Today robots are being applied in many fields, from industrial automation and defense to agriculture, health care and assistance of handicapped persons. 

By following the minor Robotics and Vision Design, you will learn the state-of-the-art of robotics and vision techniques and you will learn to apply this knowledge to design and realize an intelligent robot prototype using commercial-off-the-shelf (COTS) equipment. 
More specifically, you will learn how to: 

  1. model the kinematics and simulate (arm-type and mobile) robotic systems;
  2. design a robot controller and implement it on a platform such as ROS, the Robot Operating System;
  3. translate control tasks into optimization problems and how to solve these with a computer program;
  4. design a vision system (optics and image capturing) for robotic systems;
  5. apply various image processing techniques to extract relevant features;
  6. design and evaluate learning algorithms to learn complex behavior using data from different types of sensors;
  7. analyze design problems of an external stakeholder in which intelligent robots will be used;
  8. investigate and evaluate results from (scientific) literature and exploit these for the purpose of the project; 
  9. design, implement, test and integrate robotic and vision subsystems to realize an intelligent robot product for an external stakeholder;
  10. guarantee the quality of the design and the realized product by performing a rigorous requirements analysis and verification. 

 

Summary of contents 

The minor consists of 6 courses and a project with a company as one of the stakeholders. The theory and application of various robotics and vision techniques are dealt with in the courses. The project focuses on the integration of the techniques. 

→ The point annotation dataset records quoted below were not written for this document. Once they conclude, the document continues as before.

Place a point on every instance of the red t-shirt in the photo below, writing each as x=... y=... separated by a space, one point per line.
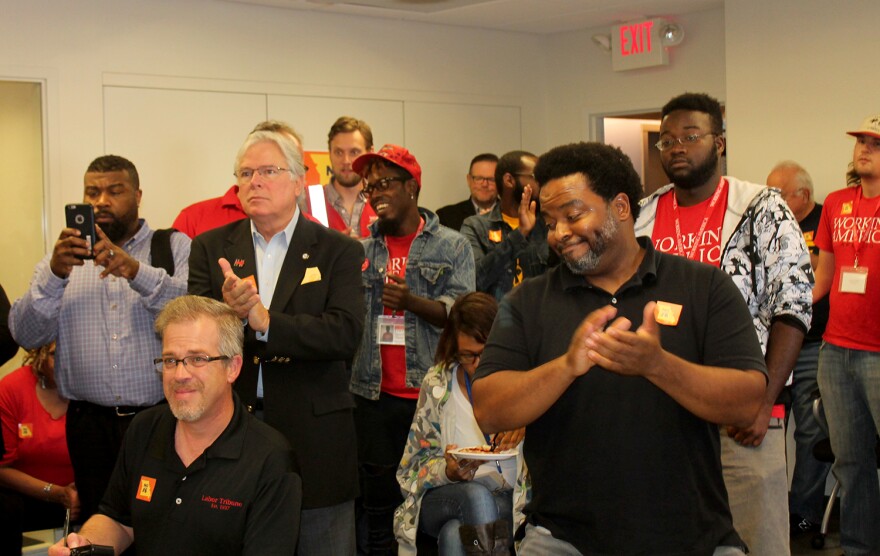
x=209 y=214
x=691 y=218
x=394 y=357
x=849 y=219
x=34 y=442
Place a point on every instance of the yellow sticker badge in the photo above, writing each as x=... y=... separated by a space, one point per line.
x=145 y=491
x=667 y=313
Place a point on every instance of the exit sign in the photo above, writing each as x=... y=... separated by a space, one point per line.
x=637 y=45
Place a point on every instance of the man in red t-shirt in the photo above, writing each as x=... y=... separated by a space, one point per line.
x=748 y=231
x=849 y=363
x=414 y=270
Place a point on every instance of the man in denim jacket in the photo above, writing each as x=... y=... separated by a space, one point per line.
x=413 y=272
x=510 y=242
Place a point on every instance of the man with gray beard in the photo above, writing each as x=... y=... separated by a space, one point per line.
x=620 y=375
x=199 y=475
x=748 y=231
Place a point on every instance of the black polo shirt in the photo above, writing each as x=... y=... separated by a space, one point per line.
x=239 y=497
x=617 y=466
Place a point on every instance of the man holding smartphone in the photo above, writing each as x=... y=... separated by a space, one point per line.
x=100 y=311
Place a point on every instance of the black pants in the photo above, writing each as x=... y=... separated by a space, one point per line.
x=94 y=437
x=19 y=513
x=382 y=429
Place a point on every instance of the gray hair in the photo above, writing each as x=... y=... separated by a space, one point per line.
x=189 y=308
x=284 y=142
x=801 y=176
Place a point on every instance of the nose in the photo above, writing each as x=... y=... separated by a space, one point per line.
x=181 y=373
x=561 y=231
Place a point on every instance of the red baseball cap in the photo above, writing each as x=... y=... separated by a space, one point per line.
x=394 y=154
x=871 y=127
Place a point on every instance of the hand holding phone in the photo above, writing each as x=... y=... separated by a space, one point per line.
x=76 y=241
x=81 y=217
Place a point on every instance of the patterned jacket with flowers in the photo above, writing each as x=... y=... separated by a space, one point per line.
x=423 y=466
x=763 y=252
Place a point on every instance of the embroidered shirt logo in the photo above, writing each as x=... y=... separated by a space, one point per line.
x=146 y=488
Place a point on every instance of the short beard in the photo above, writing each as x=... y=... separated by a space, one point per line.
x=356 y=181
x=387 y=227
x=697 y=176
x=590 y=262
x=185 y=413
x=116 y=229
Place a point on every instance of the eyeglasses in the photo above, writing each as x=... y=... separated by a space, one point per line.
x=872 y=143
x=467 y=357
x=194 y=361
x=669 y=142
x=245 y=175
x=482 y=180
x=382 y=184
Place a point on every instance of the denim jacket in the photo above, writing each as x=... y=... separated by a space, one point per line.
x=498 y=248
x=440 y=267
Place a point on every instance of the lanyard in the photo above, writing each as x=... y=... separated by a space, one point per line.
x=709 y=211
x=857 y=237
x=467 y=384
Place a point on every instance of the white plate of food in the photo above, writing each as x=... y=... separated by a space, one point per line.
x=483 y=452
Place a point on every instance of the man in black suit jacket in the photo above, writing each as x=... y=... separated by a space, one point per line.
x=298 y=285
x=484 y=194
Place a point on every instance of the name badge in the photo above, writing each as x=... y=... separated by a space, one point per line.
x=391 y=330
x=667 y=313
x=854 y=279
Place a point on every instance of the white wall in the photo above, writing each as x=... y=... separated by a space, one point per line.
x=627 y=134
x=581 y=85
x=799 y=74
x=207 y=45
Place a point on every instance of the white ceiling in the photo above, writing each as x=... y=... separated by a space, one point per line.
x=525 y=16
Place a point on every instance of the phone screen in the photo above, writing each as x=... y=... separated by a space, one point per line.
x=81 y=216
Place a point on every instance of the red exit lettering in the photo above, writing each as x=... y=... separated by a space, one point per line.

Courses and project with learning goals: 

  1. Robot modeling, learning goal 1;
  2. Robot control, learning goals 2 and 3;
  3. Intelligent methods, learning goal 3;
  4. Image capturing and processing, learning goals 4 and 5;
  5. Pattern recognition, learning goal 5 and 6;
  6. Machine learning, learning goal 6;
  7. Project, learning goals 7-10.

The courses are taught in classes and practical sessions. In the project you work in a team with a lecturer as a project coach. As support for the projects, you also get a number of tutorials to learn working with the Robot Operating System (ROS). 

Leerdoelen

Competency levels 

The focus of this minor is on learning existing technology in robotics and vision and to develop creativity in applying these techniques to design new or improve existing tools or products. 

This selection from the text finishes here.